An alternative representation of the bitmask would be to create a struct like the following:

struct tcflag_t {
    bool cignore;
    uint8_t csize;
    bool cstopb;
    bool cread;
    bool parenb;
    bool hupcl;
    bool clocal;
    bool ccts_oflow;
    bool crts_iflow;
    bool cdtr_iflow;
    bool ctdr_oflow;
    bool ccar_oflow;
};

Which would be 12 bytes. And to change them, you'd have to do 12 operations.

Then the operations you can do on bytes follows the boolean logic, which is defined by truth tables:

The And (&), Or (|) and Not (~) truth tables:

| a | b | & |    | a | b | | |    | a | ~ |
| - | - | - |    | - | - | - |    | 0 | 1 |
| 0 | 0 | 0 |    | 0 | 0 | 0 |    | 1 | 0 |
| 0 | 1 | 0 |    | 0 | 1 | 1 |
| 1 | 0 | 0 |    | 1 | 0 | 1 |
| 1 | 1 | 1 |    | 1 | 1 | 1 |

We usually nickname the And operator as "force to zero" and the Or operator as "force to 1", because unless both values are 1, the And will result in 0, and unless both values are 0, the Or will result in 1.

So if we consider that tty.c_cflag = 0x00000000 and you want to enable the parity check:

tty.c_cflag |= PARENB;

and then tty.c_cflag will contain 0x00001000, i.e. 0b1000000000000

Then you want to setup 7 bit size:

tty.c_cflag |= CS7;

and tty.c_cflag will contain 0x00001200, i.e. 0b1001000000000


Now, let's get back to your question: your "equivalent" example is not really representative, as you're considering CSIZE and CS8 to contain no value.
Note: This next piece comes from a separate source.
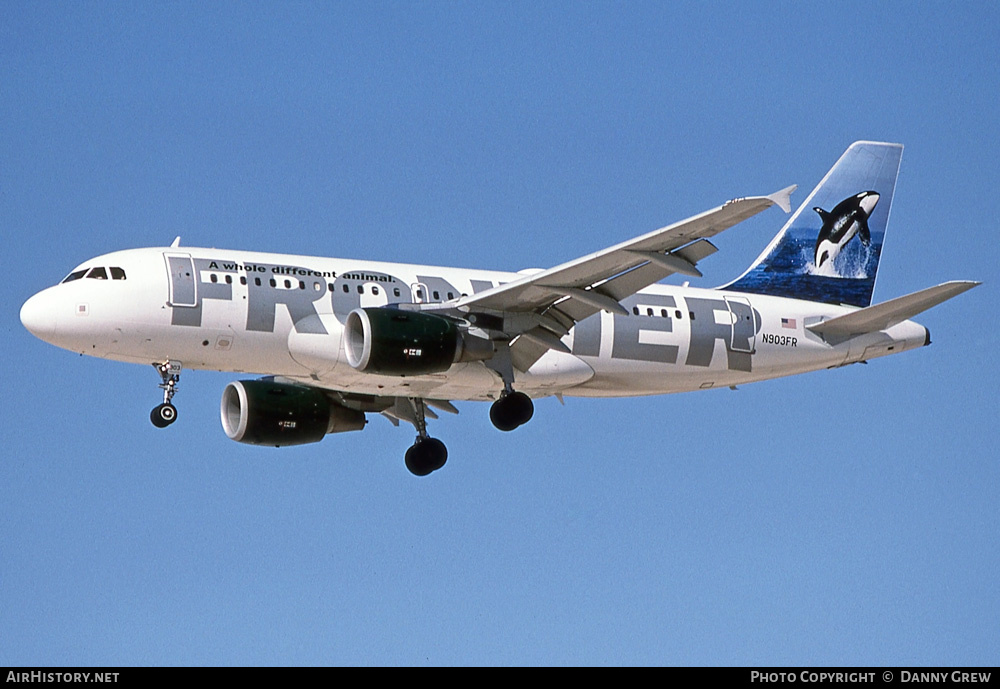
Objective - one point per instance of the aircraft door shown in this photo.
(743, 336)
(183, 286)
(420, 293)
So let's get through the code you've taken from the example:

tty.c_cflag     &=  ~PARENB;            // No Parity
tty.c_cflag     &=  ~CSTOPB;            // 1 Stop Bit
tty.c_cflag     &=  ~CSIZE;
tty.c_cflag     |=  CS8;                // 8 Bits

Here, tty.c_cflag contains an unknown value:

0b????????????????????????????????

And you know you want no parity, one stop bit, and a data size of 8 bits. So here you're negating the "set parity" value to turn it off:

~PARENB == 0b0111111111111

And then using the And operator, you're forcing the bit to zero:

tty.c_cflag &= ~PARENB —→ 0b???????????????????0????????????

Then you do the same with CSTOPB:

tty.c_cflag &= ~CSTOPB —→ 0b???????????????????0?0??????????

and finally CSIZE:

tty.c_cflag &= ~CSIZE  —→ 0b???????????????????0?000????????
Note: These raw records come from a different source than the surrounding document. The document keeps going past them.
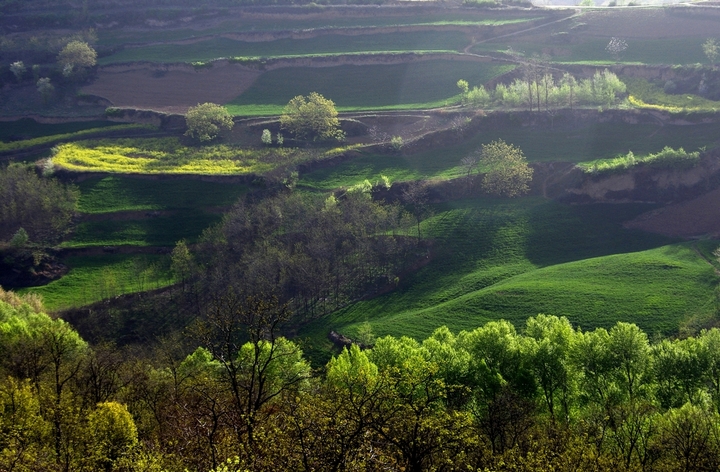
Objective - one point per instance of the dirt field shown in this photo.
(170, 89)
(654, 23)
(698, 217)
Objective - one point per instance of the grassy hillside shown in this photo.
(97, 277)
(308, 22)
(370, 87)
(219, 47)
(516, 258)
(563, 142)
For CSIZE, the goal is to make sure the two bit values for the length of data is reset. Then you set up the right length by forcing to 1 the value:

tty.c_cflag |= CS8     —→ 0b???????????????????0?011????????

Actually, resetting CSIZE to 00 and then setting up CS8 to 11 is useless, as doing directly tty.c_cflag |= CS8 will make it 11. But this is good practice in case you want to change from CS8 to CS7, which will then set only one of the two bits, the other one staying at the original value.

Finally, when you'll open your serial port, the library will check for those values to configure the port, and use defaults for all the other values you haven't forced and you'll be able to use your serial port.

I hope my explanation is helping you to better understand what's going on with flag settings on the serial port, and the use of bitmasks altogether. FYI, the same principle is being used for a lot of other things, like for example IPv4 netmasks, file I/O, etc.